He will not cry out, nor raise His voice, nor cause His voice to be heard in the street. Isaiah 42:2 NKJV

God’s Gentleman

This passage is definitely applied to our Lord in Matthew 12:17–21. It helped me greatly when I was a young man. Personally, I was so under the power of legality that I felt guilty if I rode in a streetcar without immediately rising to give my testimony. As soon as we left the corner, I would get to my feet and say, “Friends, I want to give my testimony for Jesus Christ, and I want to tell you how God saved me.” The conductor would come and say, “Sit down. We didn’t ask you to come in here to conduct a church service.” Then I was rather rude to him. I said, “Well, I’ll sit down if you say so, but you’ll have to answer at the judgment bar of God for preventing these people from hearing the gospel.” I would do the same thing in a railroad train. As soon as we got away from the station, I faced the passengers and began to give my testimony. I felt I had to do it or be responsible for their souls. I did not realize that this was rude.
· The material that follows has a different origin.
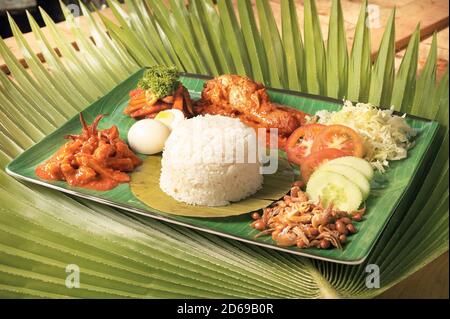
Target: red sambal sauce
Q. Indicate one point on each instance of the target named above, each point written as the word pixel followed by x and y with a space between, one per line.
pixel 94 159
What does it say of the Lord? “He will not cry out, nor raise His voice, nor cause His voice to be heard in the street.” He went through His service here for God in such a restful, quiet way. When people came to Him and wanted to know how to get eternal life, how to be saved, He was always ready to meet them, and He sought out the lost, like the woman at Sychar’s well; but you never find Him doing anything boisterous or uncouth. He was truly “God’s Gentleman.”

When I first saw that expression applied to Him I was rather startled. What is a gentleman? A gentle man, a gracious man. Jesus was all that—always gentle and gracious. Even when rebuking sin sternly, He never did anything that was boisterous or made Him seem uncouth.